Prepare the data so that the model looks at past 15 minutes of data and predicts the price in 5 minutes, instead of in 1 minute.

# 4.1 BERT

In [None]:
from transformers import TFAutoModel

tiny_bert = TFAutoModel.from_pretrained('prajjwal1/bert-tiny', from_pt=True)

In [None]:
tiny_bert.compile(optimizer='adam',
                  metrics='accuracy'
                 )
tiny_bert.fit(X_train, y_train, validation_data=(X_val, y_val), shuffle=False, batch_size=32, epochs=3)

# 5. Results

In [None]:
def plot_loss_accuracy(history, title=None):
    fig, ax = plt.subplots(1,2, figsize=(20,7))

    # --- LOSS --- 

    ax[0].plot(history.history['loss'])
    ax[0].plot(history.history['val_loss'])

    ax[0].set_title('Model loss')
    ax[0].set_ylabel('Loss')
    ax[0].set_xlabel('Epoch')

    # ax[0].set_ylim((0,3))

    ax[0].legend(['Train', 'Validation'], loc='best')

    ax[0].grid(axis="x",linewidth=0.5)
    ax[0].grid(axis="y",linewidth=0.5)

    # --- ACCURACY

    ax[1].plot(history.history['mae'])
    ax[1].plot(history.history['val_mae'])

    ax[1].set_title('Model Accuracy')
    ax[1].set_ylabel('MAE')
    ax[1].set_xlabel('Epoch')

    ax[1].legend(['Train', 'Validation'], loc='best')

    # ax[1].set_ylim((0,1))

    ax[1].grid(axis="x",linewidth=0.5)
    ax[1].grid(axis="y",linewidth=0.5)

    if title:
        fig.suptitle(title)

In [None]:
plot_loss_accuracy(modelfit)

In [None]:
plot_loss_accuracy(history_big)

In [None]:
# Plotting the training and validation loss during model training
plt.plot(modelfit.history['loss'], 'r', linewidth=2, label='Training loss')
plt.plot(modelfit.history['val_loss'], 'g', linewidth=2, label='Validation loss')

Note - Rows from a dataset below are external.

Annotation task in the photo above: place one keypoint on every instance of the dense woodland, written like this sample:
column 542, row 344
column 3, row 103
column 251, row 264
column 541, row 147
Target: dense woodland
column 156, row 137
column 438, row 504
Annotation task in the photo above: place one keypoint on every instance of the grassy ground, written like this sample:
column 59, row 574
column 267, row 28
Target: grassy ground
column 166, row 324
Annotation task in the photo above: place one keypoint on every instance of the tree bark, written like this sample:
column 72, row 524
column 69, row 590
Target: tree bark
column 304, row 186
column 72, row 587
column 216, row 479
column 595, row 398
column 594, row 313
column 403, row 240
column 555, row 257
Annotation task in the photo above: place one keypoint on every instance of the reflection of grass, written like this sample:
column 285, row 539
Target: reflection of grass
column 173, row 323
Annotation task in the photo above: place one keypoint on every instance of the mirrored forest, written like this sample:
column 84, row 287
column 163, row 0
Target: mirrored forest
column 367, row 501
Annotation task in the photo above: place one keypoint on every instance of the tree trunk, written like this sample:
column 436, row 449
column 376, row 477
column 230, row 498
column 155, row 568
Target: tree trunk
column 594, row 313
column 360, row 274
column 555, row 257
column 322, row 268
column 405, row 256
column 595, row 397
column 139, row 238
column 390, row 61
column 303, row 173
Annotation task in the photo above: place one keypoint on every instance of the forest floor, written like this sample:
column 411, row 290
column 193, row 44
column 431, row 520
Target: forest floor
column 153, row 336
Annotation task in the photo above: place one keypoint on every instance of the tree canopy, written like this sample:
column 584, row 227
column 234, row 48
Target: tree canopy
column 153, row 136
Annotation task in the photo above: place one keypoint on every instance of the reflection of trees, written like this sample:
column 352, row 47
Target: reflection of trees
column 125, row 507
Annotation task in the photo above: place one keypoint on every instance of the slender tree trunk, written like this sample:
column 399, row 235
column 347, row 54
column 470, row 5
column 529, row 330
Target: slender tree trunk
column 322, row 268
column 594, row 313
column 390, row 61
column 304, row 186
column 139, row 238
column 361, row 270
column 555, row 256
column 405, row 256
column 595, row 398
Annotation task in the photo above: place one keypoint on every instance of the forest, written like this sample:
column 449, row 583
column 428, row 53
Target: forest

# Set plot title and axis labels
plt.title('LSTM Neural Networks - BTC Model')
plt.xlabel('Epochs numbers')
plt.ylabel('MSE numbers')

# Display legend to distinguish between training and validation loss
plt.legend()

# Show the plot
plt.show()


In [None]:
X_test.shape

In [None]:
val_data[aim][window_len:]

In [None]:
# Extract the target values from the test dataset
targets = test_data[aim][window_len:]

# Make predictions using the trained LSTM model on the validation data
preds = model_big.predict(X_test).squeeze()

# Calculate the Mean Absolute Error (MAE) between predictions and actual targets
mae = mean_absolute_error(preds, y_test)

# Display the actual target values
targets.round()


In [None]:
# Generate final predictions by reversing the normalization process
preds = test_data[aim].values[:-window_len] * (preds + 1)

# Create a pandas Series with index and data for predictions
preds = pd.Series(index=targets.index, data=preds)

In [None]:
# Plotting the actual and predicted values
Cannot plot if dataset is large
line_plot(targets, preds, 'actual', 'prediction', lw=3)

In [None]:
# Turn preds to numpy array for MSE and R2 calculations
preds = preds.values

In [None]:
# Calculate the Mean Squared Error (MSE) between predictions and actual targets
SCORE_MSE = mean_squared_error(preds, y_test)
SCORE_RMSE = mean_squared_error(preds, y_test, squared=False)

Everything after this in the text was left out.